The end-of-session crunch has led to nomination chaos before. In 2024, senators rejected about half of Hochul’s nominations to the chronically understaffed state Board of Parole. In the waning hours of the annual legislative session, the governor successfully pushed through a backup pick: a local bureaucrat and failed politician with little experience with the criminal justice system. During his time on the board, the Hochul appointee skipped meetings and interrupted sensitive interviews with incarcerated people. The board placed him on leave before he completed training and ousted him nine months into his tenure. He did not answer New York Focus’s questions or requests for comment at the time.

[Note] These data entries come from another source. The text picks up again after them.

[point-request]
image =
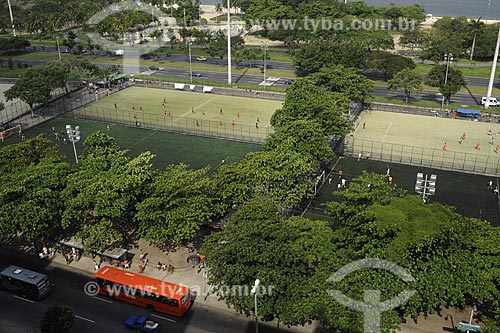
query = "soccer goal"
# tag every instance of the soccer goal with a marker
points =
(5, 133)
(320, 179)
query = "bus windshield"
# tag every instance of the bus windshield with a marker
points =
(25, 282)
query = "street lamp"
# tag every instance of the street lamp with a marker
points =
(73, 136)
(58, 48)
(11, 19)
(188, 42)
(263, 47)
(254, 291)
(425, 186)
(448, 58)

Hochul and her predecessor also have a history of leaving seats vacant that they’re responsible for filling. It took former Governor Andrew Cuomo almost a year to staff up an important climate action commission. A governor-appointed oversight board that could have scrutinized the State Police’s alleged misuse of auto insurance fees hasn’t had a quorum for over three years. A town board had to sue Hochul to get her to nominate a replacement after resignations left the municipality without a functioning government. In 2024, Hochul publicly referred a disgraced district attorney to a state ethics commission that had never taken a case, in part because the governor took a year and a half to nominate enough members to give it a quorum.
Legislators and advocates who worked to reform SCOC are calling on Hochul to quickly nominate proactive leaders to the powerful body.
“If she is serious about respecting the law and ending the crisis in our prisons and jails, the Governor must fill the SCOC vacancies with reform-minded commissioners who are committed to the health, safety, and dignity of incarcerated people, including one who is formerly incarcerated,” Assemblymember Emily Gallagher said in a statement.
“New laws are only as effective as their implementation,” she said.